Water can travel under there...so it's really difficult to tell where it's coming from just by seeing where it's coming out.

I usually have some water trapped in there that eventually makes it out when I've been driving w/ the Outback in the rain.

If you have access to a dump at home...dump all tanks... Fill the tank you feel most likely to be the culprit...and see if it's confirmed by water pouring out.

If it's not...go to the next closest, etc...

When you've confirmed 1) You actually have a leak, and 2) The location of the leaking tank... Then peel back the liner as needed to access and repair.

Use caution...I find that Keystone just lays wires all over inside there.

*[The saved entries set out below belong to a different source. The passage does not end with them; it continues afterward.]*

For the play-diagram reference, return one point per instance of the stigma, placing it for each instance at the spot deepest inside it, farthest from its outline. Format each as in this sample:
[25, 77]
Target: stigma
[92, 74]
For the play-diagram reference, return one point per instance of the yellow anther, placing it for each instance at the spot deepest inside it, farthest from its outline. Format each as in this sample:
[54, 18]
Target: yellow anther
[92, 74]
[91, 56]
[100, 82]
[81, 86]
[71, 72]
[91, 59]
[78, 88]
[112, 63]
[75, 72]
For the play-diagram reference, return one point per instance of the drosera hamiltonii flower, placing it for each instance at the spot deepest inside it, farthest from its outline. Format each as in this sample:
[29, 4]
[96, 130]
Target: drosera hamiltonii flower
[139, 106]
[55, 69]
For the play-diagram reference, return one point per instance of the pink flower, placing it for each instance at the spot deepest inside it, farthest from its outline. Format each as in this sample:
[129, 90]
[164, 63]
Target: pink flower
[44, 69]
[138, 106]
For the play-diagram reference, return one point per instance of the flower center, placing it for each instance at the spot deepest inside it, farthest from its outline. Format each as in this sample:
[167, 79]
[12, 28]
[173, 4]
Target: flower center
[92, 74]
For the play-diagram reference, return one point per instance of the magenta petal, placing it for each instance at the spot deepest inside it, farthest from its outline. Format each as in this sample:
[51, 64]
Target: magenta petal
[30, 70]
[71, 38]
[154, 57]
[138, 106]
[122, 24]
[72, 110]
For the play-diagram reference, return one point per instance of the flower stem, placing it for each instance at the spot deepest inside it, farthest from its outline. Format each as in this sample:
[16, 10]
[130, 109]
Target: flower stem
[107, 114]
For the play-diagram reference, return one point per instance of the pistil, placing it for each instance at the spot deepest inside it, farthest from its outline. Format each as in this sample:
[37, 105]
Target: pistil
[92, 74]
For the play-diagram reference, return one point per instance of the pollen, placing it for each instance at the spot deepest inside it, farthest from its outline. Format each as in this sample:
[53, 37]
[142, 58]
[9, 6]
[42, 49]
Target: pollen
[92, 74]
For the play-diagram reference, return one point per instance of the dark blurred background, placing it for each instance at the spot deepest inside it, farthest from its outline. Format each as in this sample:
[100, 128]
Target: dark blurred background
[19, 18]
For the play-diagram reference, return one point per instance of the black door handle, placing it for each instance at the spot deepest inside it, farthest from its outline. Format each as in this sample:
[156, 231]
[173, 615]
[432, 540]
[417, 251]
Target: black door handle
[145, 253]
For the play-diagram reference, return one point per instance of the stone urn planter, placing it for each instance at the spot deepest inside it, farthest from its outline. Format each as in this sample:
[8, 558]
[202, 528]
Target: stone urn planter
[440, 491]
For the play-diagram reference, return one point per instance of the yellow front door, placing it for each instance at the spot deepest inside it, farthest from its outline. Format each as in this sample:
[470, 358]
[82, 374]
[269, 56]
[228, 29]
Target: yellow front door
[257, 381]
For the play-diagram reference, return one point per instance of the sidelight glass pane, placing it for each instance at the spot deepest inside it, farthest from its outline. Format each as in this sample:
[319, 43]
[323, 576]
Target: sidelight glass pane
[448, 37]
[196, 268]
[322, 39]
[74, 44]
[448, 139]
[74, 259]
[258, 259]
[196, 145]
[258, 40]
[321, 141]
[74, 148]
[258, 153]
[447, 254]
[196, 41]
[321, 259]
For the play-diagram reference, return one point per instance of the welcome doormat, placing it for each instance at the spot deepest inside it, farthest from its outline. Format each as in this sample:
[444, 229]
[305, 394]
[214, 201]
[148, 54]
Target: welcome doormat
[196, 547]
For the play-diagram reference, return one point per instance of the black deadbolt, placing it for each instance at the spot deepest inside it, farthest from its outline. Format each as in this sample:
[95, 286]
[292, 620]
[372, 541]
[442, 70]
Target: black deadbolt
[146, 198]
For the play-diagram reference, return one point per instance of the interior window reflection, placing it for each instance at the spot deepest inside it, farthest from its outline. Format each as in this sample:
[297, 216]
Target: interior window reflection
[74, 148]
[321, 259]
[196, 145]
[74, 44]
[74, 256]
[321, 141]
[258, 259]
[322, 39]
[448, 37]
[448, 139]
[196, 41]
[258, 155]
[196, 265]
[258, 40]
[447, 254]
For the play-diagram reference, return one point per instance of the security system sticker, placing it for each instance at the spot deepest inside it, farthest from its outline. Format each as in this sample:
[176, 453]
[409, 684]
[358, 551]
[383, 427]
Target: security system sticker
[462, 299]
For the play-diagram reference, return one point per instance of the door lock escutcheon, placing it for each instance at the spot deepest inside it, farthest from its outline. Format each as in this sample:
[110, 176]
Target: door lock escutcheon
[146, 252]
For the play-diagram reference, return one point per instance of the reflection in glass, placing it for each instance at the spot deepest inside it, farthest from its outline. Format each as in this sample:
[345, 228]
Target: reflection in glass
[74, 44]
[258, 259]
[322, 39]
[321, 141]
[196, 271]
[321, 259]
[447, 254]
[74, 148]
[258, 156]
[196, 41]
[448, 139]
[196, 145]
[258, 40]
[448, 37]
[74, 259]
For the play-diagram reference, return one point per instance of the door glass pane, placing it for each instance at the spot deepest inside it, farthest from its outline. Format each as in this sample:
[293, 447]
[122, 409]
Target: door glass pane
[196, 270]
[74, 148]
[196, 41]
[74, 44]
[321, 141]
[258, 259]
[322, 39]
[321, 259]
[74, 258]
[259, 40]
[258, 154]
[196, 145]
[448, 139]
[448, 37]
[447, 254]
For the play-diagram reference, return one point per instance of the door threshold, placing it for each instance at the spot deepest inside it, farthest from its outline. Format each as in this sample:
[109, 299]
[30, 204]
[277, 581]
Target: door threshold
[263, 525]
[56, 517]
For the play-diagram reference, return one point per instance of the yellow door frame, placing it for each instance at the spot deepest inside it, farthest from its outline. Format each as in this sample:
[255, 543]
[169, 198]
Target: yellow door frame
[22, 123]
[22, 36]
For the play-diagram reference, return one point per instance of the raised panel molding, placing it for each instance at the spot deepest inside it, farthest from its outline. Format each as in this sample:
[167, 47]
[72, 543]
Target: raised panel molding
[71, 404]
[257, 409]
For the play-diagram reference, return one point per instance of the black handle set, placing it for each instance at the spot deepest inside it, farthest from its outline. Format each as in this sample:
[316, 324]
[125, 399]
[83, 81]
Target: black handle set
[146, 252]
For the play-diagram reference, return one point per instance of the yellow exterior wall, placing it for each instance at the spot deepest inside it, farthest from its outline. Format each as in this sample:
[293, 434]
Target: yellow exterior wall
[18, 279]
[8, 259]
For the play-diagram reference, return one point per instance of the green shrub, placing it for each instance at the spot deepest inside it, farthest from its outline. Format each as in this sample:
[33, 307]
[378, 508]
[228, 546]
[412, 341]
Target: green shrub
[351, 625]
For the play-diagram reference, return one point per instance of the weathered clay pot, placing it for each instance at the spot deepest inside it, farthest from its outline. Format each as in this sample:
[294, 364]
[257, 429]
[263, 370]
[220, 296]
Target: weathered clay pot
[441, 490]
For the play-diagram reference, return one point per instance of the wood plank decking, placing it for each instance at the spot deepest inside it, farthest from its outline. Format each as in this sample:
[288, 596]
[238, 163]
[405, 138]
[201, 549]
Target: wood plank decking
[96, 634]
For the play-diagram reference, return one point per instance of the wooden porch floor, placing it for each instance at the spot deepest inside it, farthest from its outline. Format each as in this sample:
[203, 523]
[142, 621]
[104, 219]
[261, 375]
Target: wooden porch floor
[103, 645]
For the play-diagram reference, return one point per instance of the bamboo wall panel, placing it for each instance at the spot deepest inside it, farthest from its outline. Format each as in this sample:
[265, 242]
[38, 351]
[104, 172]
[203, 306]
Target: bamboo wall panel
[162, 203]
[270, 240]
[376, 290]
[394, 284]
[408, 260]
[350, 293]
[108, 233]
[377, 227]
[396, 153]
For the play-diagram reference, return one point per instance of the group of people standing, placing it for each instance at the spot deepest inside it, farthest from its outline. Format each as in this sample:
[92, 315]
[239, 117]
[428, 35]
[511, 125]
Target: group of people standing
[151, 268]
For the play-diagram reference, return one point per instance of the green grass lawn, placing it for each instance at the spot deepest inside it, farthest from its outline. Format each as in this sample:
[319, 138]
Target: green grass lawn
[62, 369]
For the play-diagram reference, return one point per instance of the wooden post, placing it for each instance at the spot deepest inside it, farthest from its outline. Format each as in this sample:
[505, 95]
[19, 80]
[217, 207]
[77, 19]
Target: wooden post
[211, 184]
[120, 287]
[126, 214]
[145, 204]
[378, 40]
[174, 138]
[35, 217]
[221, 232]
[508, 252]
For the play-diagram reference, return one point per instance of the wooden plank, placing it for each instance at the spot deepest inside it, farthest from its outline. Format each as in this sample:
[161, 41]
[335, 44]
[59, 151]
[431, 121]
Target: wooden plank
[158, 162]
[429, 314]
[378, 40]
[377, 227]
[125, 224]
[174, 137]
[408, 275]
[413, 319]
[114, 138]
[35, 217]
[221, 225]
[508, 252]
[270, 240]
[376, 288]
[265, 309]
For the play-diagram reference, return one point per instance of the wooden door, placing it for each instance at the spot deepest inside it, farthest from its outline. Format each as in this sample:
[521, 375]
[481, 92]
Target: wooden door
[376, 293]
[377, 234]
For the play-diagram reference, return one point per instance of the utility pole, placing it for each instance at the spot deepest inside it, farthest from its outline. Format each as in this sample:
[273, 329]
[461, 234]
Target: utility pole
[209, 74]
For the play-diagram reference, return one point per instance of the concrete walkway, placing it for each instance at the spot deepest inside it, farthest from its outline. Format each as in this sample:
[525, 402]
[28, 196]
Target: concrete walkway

If you can...leave the leading edge sealed...as it will prevent the slipstream from ripping the wrapping off the bottom while driving down the highway, hopefully...


----------



## Ralph & Brenda Miller (May 1, 2007)

Mike2 said:


> Hello,
> 
> I was wondering if anyone has removed what appears to be the one-piece cover on a 2010 Outback 270 BH. This is held by bolts but there are lines, axles and other stuff the cross it.
> 
> ...


Mike...

I don't know if this is helpful or not, but we have a 2003 26RS, and water started leaking out of the underbelly. Upon investigating, the water looked clear, and we found the water line (from the city water connection to the pump sprung a leak). We could see it by looking at city water connection from the inside. We replaced the hose, and no more leak. I don't know if that's where your leak is coming from, but if so it's an easy fix.

Ralph Miller


----------



## Mike2 (Jul 14, 2006)

Thanks everyone.

Since this only happens w/ city water, I am going to wait until it cools off a bit here in Phx to fix this.
Ralph, I already fixed a leak next to the water pump. What a chore that was!

This is my second leak in a 2010 Outback. We have been mostly dry camping so we have not noticed this problem. It appears as if Keystone did not do a good job testing for leaks before putting that cover on.

Mike


----------